The plant originated in southern and eastern Europe and the Middle East. However, today chamomile is common throughout Europe, North America and Australia.
Chamomile as a medicinal plant
The drug originates mainly from cultivation areas in Argentina, Egypt, Hungary, Bulgaria and increasingly Spain, the Czech Republic and Germany. In large-scale cultivation for medicinal purposes, more than 5,000 tons of chamomile are harvested annually.
Medicinally, the dried flower heads (Matricariae flos), liquid extracts or essential oil extracted from the flowers are used.

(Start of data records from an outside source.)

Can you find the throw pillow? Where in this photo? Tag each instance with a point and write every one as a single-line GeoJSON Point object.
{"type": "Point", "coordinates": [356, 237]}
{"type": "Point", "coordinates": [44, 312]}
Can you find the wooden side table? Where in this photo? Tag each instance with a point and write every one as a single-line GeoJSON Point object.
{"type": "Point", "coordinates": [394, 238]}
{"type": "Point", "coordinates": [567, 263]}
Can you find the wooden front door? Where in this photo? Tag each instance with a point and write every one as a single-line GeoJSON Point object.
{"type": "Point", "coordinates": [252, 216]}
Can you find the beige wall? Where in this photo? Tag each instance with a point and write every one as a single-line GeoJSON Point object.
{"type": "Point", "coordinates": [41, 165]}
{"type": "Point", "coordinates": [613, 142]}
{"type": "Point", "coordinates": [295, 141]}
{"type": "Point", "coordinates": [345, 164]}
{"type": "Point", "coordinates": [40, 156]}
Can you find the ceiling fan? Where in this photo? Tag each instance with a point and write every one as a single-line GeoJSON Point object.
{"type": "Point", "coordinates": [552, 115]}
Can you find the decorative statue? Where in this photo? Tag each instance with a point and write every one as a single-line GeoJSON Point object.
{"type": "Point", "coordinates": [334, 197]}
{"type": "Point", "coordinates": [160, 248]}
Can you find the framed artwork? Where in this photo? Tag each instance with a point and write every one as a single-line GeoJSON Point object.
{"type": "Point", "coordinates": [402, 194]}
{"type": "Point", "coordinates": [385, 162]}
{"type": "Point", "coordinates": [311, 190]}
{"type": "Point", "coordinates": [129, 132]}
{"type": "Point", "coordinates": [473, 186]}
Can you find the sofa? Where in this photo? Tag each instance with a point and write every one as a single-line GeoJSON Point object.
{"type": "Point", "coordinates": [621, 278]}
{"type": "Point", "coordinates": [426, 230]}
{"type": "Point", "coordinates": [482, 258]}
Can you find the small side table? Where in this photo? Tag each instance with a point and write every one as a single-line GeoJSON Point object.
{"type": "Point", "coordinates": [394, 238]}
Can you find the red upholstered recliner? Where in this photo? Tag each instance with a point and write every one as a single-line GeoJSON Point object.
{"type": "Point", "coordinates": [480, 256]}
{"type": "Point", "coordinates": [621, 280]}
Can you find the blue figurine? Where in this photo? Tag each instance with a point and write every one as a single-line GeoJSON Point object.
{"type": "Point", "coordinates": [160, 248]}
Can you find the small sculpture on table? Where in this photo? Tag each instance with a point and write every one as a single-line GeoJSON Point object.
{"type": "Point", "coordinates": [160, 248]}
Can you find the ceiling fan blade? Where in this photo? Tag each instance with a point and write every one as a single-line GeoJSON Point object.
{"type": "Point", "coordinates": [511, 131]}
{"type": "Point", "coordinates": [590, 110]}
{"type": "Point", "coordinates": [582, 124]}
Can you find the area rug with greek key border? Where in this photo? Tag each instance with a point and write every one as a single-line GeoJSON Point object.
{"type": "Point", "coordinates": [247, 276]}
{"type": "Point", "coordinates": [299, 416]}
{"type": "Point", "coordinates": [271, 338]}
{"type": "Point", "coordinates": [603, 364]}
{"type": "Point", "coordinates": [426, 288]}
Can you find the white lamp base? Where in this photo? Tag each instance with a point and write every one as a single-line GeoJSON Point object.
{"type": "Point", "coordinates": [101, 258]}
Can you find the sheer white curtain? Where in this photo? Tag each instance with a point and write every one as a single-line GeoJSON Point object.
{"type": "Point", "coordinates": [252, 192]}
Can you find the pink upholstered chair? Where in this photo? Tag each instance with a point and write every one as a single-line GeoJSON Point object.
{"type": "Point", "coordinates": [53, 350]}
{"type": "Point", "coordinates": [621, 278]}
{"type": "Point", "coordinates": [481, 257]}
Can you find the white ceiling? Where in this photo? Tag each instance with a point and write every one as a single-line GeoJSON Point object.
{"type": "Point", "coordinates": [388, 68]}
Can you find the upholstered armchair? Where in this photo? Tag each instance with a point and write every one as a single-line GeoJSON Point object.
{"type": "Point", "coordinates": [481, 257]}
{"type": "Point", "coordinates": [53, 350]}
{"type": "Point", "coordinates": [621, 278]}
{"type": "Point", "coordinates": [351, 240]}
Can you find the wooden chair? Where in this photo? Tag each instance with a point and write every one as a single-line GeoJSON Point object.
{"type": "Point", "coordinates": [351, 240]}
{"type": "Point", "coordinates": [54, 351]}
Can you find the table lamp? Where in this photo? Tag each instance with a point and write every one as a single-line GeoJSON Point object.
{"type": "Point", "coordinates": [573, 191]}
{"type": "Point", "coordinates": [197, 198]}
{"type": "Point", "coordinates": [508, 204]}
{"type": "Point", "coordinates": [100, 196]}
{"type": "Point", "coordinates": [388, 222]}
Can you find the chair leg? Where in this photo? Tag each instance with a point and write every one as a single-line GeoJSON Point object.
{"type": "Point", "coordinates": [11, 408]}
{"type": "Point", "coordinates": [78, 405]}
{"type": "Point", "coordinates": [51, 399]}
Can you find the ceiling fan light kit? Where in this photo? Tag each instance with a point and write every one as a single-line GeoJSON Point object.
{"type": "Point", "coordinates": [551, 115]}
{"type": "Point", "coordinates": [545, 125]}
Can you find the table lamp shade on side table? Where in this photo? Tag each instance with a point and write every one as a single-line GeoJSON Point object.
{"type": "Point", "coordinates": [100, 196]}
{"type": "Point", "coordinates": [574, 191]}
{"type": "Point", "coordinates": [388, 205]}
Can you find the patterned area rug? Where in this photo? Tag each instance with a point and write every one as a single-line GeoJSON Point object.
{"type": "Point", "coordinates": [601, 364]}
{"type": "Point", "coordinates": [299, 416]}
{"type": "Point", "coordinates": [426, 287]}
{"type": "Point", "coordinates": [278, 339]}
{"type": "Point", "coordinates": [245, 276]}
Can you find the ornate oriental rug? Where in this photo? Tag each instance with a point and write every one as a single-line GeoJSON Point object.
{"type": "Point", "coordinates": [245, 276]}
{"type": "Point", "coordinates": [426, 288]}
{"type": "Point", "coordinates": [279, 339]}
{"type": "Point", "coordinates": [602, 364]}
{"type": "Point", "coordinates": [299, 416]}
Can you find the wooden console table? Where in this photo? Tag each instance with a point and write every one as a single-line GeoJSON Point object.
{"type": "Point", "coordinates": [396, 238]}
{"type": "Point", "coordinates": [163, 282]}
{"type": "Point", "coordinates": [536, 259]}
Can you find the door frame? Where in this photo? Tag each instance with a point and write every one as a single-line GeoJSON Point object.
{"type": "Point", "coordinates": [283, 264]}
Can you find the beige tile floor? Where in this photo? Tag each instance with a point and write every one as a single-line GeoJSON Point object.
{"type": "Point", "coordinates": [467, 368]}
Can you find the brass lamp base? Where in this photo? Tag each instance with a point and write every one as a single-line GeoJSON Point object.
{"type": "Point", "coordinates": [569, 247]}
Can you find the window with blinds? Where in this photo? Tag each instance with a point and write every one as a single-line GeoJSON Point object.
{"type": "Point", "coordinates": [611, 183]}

Chamomile: typical characteristics
Chamomile is a 1-year-old plant with strongly slit leaves and numerous pretty flower heads that grows about 0.5 m tall. The flower heads bear about 15 white ray florets that initially stick out to the side, but later hang down.

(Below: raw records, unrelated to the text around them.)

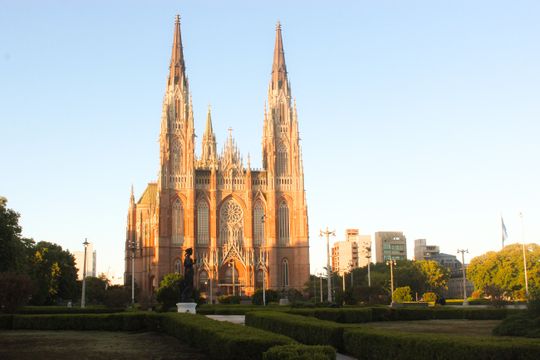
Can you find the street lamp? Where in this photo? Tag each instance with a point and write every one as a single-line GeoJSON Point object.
{"type": "Point", "coordinates": [463, 251]}
{"type": "Point", "coordinates": [392, 263]}
{"type": "Point", "coordinates": [132, 245]}
{"type": "Point", "coordinates": [327, 233]}
{"type": "Point", "coordinates": [83, 296]}
{"type": "Point", "coordinates": [263, 260]}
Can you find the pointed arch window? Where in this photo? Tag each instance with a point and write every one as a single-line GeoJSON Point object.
{"type": "Point", "coordinates": [258, 224]}
{"type": "Point", "coordinates": [177, 223]}
{"type": "Point", "coordinates": [283, 218]}
{"type": "Point", "coordinates": [282, 160]}
{"type": "Point", "coordinates": [203, 232]}
{"type": "Point", "coordinates": [285, 273]}
{"type": "Point", "coordinates": [177, 266]}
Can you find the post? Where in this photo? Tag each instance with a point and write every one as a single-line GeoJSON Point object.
{"type": "Point", "coordinates": [463, 251]}
{"type": "Point", "coordinates": [263, 262]}
{"type": "Point", "coordinates": [524, 256]}
{"type": "Point", "coordinates": [83, 295]}
{"type": "Point", "coordinates": [328, 268]}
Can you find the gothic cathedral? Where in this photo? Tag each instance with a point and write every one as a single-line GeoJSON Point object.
{"type": "Point", "coordinates": [245, 226]}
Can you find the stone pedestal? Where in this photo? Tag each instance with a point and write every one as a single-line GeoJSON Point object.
{"type": "Point", "coordinates": [189, 308]}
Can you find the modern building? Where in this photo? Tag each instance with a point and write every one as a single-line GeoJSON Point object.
{"type": "Point", "coordinates": [354, 251]}
{"type": "Point", "coordinates": [241, 222]}
{"type": "Point", "coordinates": [90, 262]}
{"type": "Point", "coordinates": [390, 245]}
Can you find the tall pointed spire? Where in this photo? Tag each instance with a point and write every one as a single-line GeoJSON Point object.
{"type": "Point", "coordinates": [279, 69]}
{"type": "Point", "coordinates": [177, 67]}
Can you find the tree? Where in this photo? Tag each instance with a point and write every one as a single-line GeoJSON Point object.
{"type": "Point", "coordinates": [402, 294]}
{"type": "Point", "coordinates": [14, 249]}
{"type": "Point", "coordinates": [503, 270]}
{"type": "Point", "coordinates": [54, 274]}
{"type": "Point", "coordinates": [170, 290]}
{"type": "Point", "coordinates": [435, 276]}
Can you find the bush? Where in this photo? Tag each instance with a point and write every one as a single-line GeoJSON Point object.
{"type": "Point", "coordinates": [15, 290]}
{"type": "Point", "coordinates": [221, 340]}
{"type": "Point", "coordinates": [300, 352]}
{"type": "Point", "coordinates": [271, 296]}
{"type": "Point", "coordinates": [402, 294]}
{"type": "Point", "coordinates": [366, 343]}
{"type": "Point", "coordinates": [304, 329]}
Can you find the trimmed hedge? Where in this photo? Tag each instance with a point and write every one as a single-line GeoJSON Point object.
{"type": "Point", "coordinates": [221, 340]}
{"type": "Point", "coordinates": [68, 310]}
{"type": "Point", "coordinates": [107, 322]}
{"type": "Point", "coordinates": [300, 352]}
{"type": "Point", "coordinates": [367, 343]}
{"type": "Point", "coordinates": [305, 329]}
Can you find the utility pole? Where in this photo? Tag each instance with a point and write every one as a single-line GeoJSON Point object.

On the inflorescence base, between the white ray florets, sit densely packed yellow tubular florets that bloom one after another and from the bottom up.
Properties of chamomile flowers
The drug consists of the flower heads with yellow tubular flowers surrounded by a ring of white ray florets. The arched inflorescence base is hollow. Because of its yellow flower head and the radiating white ray florets, the Egyptians already revered chamomile as the “flower of the sun god”.
Chamomile flowers spread a characteristic, very aromatic smell. The taste of chamomile flowers is somewhat bitter.